The old man lifted his scarf to reveal a cut in front of his throat. He sighed and spoke to me in sign language.
“I don’t-I don’t understand,” I said. “I’m sorry.”
He took a deep breath and beckoned me to follow him to his car. We rode silently as he navigated back to our apartment. He tapped his watch and shook his head with sympathy. He pointed up at my apartment window, then down as if to say, “Here.”
“I don’t understand!”
The old man took out a small, worn notepad. “Detective Cannen,” he wrote, about as fast as I can talk. “That was a Wordsworth. There will be more soon. Must leave soon. Grab all essentials.”
That was yesterday afternoon. We’ve been on the road for about 12 hours now, heading south. Though the Detective couldn’t speak, he had tapes in his car explaining the Wordsworth.
Apparently, since the use of language, The Wordsworth, have been among us. No one knows where they come from or how they came to be. We only know that they survive by eating man’s words. In doing so, they eat a word’s meaning and the person’s ability to recall it.
Wordsworth only feed on one person at a time and often travel in pairs. They can feed on a primary victim for days, months or years; as far as the most current research is concerned, there is no clear explanation why. To add to the mystery, no two Wordsworths will share the same primary victim. Wordsworth can also eat fragments of words from multiple people. When a Wordsworth eats fragments of a word, the word remains an inexpressible thought on the tip of the speaker’s tongue until the person’s mind recovers.
For whatever reason, the Wordsworth are more inclined to pursue honest, passionate words. The detective’s tapes suggest that words “spoken from the heart” are connected to a person’s soul. Theoretically, in eating these kinds of words, a Wordsworth can eat souls, leaving behind an empty husk of flesh.
A rise in amnesia, mental illness and Alzheimer’s among young people is one of the key signs that a Wordsoworth is present in a city.The city that Jacob and I moved to was one of these places, hence the easy dismissal of everything the people witnessed. Jacob was a primary target while the rest may have had words picked apart here and there.

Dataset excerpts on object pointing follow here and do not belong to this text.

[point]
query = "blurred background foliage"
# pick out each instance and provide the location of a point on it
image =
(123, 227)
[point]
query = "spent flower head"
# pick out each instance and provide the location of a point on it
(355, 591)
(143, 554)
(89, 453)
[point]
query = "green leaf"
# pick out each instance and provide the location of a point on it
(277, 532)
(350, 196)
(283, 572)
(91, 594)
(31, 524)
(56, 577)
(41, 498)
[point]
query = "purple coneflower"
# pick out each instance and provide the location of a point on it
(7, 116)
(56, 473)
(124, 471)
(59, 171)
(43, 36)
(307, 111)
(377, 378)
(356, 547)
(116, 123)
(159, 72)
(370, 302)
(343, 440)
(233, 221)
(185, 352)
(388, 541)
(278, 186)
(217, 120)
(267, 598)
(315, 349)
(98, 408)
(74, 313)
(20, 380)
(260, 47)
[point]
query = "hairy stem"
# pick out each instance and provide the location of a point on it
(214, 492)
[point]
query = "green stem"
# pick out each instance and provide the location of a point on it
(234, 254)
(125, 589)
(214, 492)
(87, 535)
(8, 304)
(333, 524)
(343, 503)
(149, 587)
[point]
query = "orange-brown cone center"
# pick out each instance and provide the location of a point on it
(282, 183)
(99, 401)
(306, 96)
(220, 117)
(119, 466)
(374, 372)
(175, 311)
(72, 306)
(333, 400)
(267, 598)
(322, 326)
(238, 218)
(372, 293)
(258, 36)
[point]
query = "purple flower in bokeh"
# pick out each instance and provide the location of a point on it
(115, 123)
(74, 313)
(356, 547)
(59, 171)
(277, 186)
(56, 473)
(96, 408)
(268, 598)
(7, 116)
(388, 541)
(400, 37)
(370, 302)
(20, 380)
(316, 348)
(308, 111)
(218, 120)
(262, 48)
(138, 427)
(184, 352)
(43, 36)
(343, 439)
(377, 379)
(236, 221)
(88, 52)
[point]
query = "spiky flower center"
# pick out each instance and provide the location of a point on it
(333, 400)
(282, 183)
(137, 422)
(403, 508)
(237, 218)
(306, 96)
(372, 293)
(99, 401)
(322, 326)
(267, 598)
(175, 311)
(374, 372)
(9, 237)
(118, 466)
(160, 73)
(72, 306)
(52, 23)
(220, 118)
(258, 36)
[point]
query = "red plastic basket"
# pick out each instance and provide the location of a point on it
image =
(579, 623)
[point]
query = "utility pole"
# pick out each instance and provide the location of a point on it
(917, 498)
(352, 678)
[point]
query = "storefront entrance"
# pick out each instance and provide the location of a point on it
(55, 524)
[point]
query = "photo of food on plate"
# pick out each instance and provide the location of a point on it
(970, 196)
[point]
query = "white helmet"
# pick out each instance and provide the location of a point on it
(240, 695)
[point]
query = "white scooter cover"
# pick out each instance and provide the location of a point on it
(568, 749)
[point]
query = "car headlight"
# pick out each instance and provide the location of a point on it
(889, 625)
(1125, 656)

It turns out the victims all had one thing in common: they were males who had recently moved into the town over the past five years. I don’t know where the road is going to take me, but something in me is telling me that all roads would have led here. Whether it was Jacob or me, one of us would be sitting in this seat, riding with Detective Cannen.
The detective hands me a bundle of brand new notepads wrapped in plastic. As he drives he makes a writing gesture and points at his throat.
“I don’t know yet,” I respond. Cannen inserts another tape:
Detective Cannen, March 15th, 1987. I saw them again. The men in the trench coats. They were chasing a woman in the alley. I suspect there’s some sort of underground cult building in Kansas City. Why else would these men be here? Are they government workers?
The disappearances, the amnesia, the mysterious deaths, could they be responsible?
Perhaps, or perhaps not, but I will get to the bottom of this. On another note, I followed up on the missing man. No one seems to remember him, not even the roommates who initially reported him missing. It’s like he never existed.